Но за окном, помимо весны, Обезьяныш. Качается на тоненькой ветке, передразнивает. Тольда выдворил из класса литератор. За подсказку. А где написано, что изображать собой Печорина — подсказка? Разве человек виноват? Литературные портреты сами липнут к нему. Да и попробуй этого Печорина не изобразить, если Кутасова битый час бубнит про «героя нашего времени» и про «образ лишнего человека в творчестве Михаила Юрьевича». Впрочем, сочувствовал я Тольду ровно до тех пор, пока он не начал из-за окна со Снежанкой перемигиваться. А уж тогда разозлился, показал ему кулак. После уроков подождал:
— Слышь, Радуга, я тебе сейчас все цвета перемешаю!

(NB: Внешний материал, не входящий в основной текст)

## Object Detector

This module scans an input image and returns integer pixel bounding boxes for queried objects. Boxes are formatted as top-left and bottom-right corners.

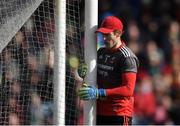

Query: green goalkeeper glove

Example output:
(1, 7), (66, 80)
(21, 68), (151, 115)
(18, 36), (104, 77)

(78, 63), (88, 78)
(78, 85), (106, 100)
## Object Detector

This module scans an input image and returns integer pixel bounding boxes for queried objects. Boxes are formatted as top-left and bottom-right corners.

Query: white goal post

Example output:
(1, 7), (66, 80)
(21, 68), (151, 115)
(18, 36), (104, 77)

(0, 0), (98, 125)
(84, 0), (98, 125)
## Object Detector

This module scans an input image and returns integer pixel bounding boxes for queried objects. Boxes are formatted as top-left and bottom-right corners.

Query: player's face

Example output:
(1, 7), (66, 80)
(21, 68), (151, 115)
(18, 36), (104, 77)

(103, 32), (119, 49)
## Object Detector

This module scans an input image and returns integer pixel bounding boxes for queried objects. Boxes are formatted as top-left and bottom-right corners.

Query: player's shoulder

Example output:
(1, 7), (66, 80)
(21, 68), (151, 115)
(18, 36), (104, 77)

(119, 45), (137, 58)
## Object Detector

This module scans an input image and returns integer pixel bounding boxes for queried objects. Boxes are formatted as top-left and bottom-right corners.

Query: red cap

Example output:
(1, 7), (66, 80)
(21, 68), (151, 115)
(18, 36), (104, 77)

(96, 16), (123, 34)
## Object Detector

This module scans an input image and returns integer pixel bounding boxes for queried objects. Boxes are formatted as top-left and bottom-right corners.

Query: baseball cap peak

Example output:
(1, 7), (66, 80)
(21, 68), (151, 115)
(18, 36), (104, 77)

(96, 16), (123, 34)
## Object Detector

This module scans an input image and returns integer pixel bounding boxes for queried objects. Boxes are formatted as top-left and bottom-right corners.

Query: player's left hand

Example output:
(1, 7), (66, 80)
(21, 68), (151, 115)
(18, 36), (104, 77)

(78, 85), (106, 100)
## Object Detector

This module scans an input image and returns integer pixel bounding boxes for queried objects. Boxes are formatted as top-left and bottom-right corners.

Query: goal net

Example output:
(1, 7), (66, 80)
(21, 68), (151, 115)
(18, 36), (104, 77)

(0, 0), (83, 125)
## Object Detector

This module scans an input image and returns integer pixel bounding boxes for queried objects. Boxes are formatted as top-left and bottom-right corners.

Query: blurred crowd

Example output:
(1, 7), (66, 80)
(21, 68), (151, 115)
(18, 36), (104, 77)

(98, 0), (180, 125)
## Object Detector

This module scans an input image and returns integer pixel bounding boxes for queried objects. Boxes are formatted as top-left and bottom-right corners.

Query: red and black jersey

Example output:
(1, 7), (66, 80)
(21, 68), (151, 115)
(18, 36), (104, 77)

(97, 43), (139, 116)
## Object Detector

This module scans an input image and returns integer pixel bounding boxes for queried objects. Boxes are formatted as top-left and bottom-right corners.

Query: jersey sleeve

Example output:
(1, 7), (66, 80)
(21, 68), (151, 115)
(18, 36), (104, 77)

(122, 57), (139, 73)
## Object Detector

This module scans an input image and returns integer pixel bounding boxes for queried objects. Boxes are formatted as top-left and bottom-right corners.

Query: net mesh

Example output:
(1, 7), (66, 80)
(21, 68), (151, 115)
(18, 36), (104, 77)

(0, 0), (83, 125)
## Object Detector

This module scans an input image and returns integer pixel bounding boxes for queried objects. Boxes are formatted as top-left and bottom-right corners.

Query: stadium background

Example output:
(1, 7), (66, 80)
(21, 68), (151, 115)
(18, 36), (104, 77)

(0, 0), (180, 125)
(95, 0), (180, 125)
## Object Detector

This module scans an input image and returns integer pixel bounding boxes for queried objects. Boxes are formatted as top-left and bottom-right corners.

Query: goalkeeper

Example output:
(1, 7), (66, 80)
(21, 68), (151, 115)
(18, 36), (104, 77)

(78, 16), (139, 125)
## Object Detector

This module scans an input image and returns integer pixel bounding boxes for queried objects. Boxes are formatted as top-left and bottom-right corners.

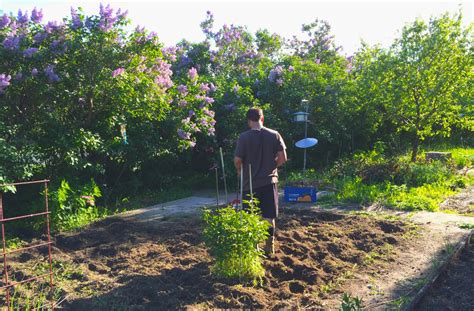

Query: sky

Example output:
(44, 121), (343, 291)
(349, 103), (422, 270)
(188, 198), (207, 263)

(0, 0), (473, 55)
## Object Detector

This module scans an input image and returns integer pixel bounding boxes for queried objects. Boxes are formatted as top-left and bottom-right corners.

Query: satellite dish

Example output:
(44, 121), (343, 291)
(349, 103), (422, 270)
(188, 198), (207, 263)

(295, 138), (318, 149)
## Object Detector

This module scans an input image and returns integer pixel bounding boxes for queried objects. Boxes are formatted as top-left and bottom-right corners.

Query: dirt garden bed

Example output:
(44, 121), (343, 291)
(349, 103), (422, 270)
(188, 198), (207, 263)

(417, 237), (474, 311)
(0, 209), (422, 310)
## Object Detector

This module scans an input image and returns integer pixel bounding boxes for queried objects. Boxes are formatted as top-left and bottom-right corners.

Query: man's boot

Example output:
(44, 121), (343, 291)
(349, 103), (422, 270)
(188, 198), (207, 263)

(263, 236), (275, 255)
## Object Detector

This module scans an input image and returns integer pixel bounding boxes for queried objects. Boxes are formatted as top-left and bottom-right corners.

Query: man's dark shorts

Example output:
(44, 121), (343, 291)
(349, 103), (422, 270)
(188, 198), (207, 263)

(243, 183), (278, 218)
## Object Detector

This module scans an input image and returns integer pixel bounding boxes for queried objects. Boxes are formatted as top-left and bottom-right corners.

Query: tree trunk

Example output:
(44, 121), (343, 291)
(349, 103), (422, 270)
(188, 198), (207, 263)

(411, 135), (420, 162)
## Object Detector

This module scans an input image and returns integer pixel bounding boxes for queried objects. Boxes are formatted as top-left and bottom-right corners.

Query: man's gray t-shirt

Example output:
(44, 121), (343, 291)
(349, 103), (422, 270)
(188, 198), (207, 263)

(235, 127), (286, 191)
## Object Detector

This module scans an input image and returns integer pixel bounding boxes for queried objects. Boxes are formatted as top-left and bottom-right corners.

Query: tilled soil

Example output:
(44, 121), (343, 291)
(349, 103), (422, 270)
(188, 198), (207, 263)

(417, 238), (474, 311)
(2, 209), (410, 310)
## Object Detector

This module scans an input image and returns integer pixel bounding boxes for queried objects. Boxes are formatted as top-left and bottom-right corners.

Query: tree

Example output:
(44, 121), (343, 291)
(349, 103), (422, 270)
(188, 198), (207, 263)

(384, 14), (473, 161)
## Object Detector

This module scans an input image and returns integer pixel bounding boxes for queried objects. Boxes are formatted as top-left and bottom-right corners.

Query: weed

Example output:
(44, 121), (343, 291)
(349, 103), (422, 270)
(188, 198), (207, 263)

(203, 202), (270, 282)
(341, 293), (362, 311)
(459, 223), (474, 230)
(389, 296), (410, 310)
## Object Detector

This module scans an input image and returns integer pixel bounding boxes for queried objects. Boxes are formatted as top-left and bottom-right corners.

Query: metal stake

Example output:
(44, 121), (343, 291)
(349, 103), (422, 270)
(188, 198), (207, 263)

(214, 166), (219, 208)
(219, 147), (229, 204)
(240, 164), (244, 209)
(249, 163), (253, 201)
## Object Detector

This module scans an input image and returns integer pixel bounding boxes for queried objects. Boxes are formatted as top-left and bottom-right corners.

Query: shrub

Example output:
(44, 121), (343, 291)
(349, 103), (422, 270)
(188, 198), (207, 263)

(336, 177), (385, 204)
(396, 161), (454, 187)
(386, 183), (455, 212)
(341, 293), (362, 311)
(51, 180), (106, 230)
(203, 204), (270, 280)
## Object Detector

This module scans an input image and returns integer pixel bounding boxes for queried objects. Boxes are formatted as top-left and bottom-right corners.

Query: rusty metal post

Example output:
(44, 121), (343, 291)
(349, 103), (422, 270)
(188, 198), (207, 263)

(0, 192), (10, 311)
(44, 180), (54, 310)
(0, 179), (55, 311)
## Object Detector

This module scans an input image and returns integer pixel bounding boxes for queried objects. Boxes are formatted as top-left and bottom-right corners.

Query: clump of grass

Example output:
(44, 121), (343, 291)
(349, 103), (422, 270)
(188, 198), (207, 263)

(341, 293), (362, 311)
(203, 203), (270, 281)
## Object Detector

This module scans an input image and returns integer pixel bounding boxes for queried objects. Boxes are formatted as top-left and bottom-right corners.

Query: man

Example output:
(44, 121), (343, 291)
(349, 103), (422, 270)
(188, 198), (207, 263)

(234, 108), (287, 254)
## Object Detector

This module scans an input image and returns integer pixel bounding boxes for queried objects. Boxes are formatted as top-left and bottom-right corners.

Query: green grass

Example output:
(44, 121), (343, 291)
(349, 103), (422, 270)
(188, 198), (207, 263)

(287, 148), (474, 211)
(459, 223), (474, 230)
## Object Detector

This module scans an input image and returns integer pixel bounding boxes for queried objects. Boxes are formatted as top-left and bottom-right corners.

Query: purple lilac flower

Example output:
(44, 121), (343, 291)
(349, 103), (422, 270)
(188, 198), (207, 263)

(33, 32), (48, 43)
(204, 96), (214, 104)
(44, 21), (59, 33)
(207, 127), (216, 136)
(3, 36), (20, 50)
(15, 72), (23, 81)
(135, 25), (145, 33)
(99, 4), (117, 31)
(84, 17), (94, 29)
(0, 73), (11, 94)
(23, 48), (38, 58)
(161, 46), (178, 62)
(268, 66), (283, 82)
(71, 7), (82, 30)
(112, 67), (125, 78)
(16, 9), (29, 24)
(44, 65), (59, 83)
(31, 7), (43, 24)
(189, 123), (201, 133)
(0, 14), (11, 29)
(188, 67), (197, 80)
(224, 103), (235, 111)
(146, 31), (158, 41)
(116, 8), (128, 20)
(178, 129), (191, 139)
(178, 84), (188, 96)
(199, 83), (211, 92)
(202, 108), (216, 118)
(155, 75), (173, 89)
(179, 55), (191, 67)
(153, 59), (173, 90)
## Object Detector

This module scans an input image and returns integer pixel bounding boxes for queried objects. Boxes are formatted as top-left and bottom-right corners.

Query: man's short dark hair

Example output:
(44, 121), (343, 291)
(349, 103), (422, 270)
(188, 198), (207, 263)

(247, 108), (263, 122)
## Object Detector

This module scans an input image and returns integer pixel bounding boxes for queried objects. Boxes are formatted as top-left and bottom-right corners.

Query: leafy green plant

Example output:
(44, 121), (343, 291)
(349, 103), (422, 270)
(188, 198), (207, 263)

(341, 293), (362, 311)
(336, 177), (385, 204)
(459, 223), (474, 230)
(51, 180), (106, 230)
(203, 202), (270, 281)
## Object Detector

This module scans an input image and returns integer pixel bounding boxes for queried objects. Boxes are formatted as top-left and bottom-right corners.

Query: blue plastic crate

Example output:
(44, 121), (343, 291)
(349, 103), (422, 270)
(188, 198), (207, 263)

(285, 186), (317, 203)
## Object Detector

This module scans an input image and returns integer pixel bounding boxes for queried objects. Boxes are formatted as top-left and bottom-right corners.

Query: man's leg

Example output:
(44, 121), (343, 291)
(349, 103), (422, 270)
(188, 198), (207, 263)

(264, 218), (275, 254)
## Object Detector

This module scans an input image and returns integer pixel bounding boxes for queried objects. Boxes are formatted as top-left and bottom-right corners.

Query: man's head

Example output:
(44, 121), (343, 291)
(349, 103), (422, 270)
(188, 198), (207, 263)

(247, 107), (263, 128)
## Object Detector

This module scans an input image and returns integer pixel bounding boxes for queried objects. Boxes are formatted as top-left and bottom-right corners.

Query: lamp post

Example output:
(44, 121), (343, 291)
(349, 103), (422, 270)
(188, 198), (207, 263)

(293, 99), (318, 173)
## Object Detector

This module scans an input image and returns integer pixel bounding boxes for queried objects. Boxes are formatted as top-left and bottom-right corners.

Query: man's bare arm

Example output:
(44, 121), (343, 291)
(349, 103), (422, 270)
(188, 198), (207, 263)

(276, 149), (288, 167)
(234, 157), (242, 175)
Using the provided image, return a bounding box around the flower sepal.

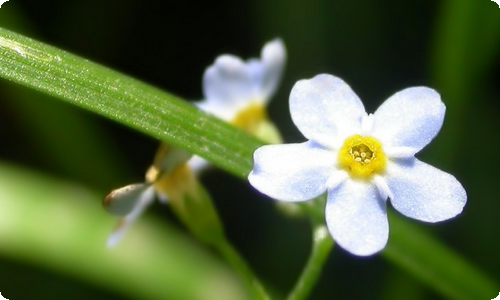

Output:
[154,164,224,245]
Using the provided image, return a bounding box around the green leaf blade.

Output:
[0,29,262,176]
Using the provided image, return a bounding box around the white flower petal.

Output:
[106,186,154,248]
[203,54,255,113]
[187,155,210,175]
[325,180,389,256]
[259,39,286,103]
[103,183,153,216]
[290,74,366,147]
[386,158,467,222]
[248,142,336,201]
[373,87,446,152]
[197,39,286,121]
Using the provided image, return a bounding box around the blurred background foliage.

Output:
[0,0,500,299]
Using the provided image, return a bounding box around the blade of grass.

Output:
[382,214,500,300]
[0,0,128,190]
[0,29,261,176]
[0,163,249,300]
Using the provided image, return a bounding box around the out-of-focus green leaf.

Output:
[382,214,500,300]
[0,29,261,176]
[0,163,248,300]
[0,0,131,189]
[433,0,500,164]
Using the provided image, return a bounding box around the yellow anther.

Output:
[230,101,268,134]
[338,135,387,179]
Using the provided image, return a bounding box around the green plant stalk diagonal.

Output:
[0,29,262,176]
[0,29,500,299]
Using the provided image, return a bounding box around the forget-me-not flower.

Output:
[248,75,467,256]
[104,39,286,247]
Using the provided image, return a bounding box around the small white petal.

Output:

По залу прошелестел шепоток. Оказывается, занавес давно подняли, появился хваленый Ермилов в роли Отелло и вконец меня разочаровал. Держался он не очень уверенно, рядом с венецианцами как-то сразу сник. Все время к чему-то прислушивался. Мямлил. Поминутно озирался. Заглядывал партнерам в глаза. И со светопластикой был не в ладах: прошагал сквозь дерево, вломился в клумбу, оперся на угол дома, продавил его и реплику начал из-за стены, даже не заметив этого… Если все это считается новым прочтением шекспировского текста, то увольте, я человек старой закалки, я к такому не привык. Никакой актерской гениальностью тут не пахло. Пахло серостью. Обыкновенной сценической пошлостью. И конечно же, повальным и напрасным ослеплением зрителей. Уж если толпа избирает себе кумира, то развенчивает его нескоро.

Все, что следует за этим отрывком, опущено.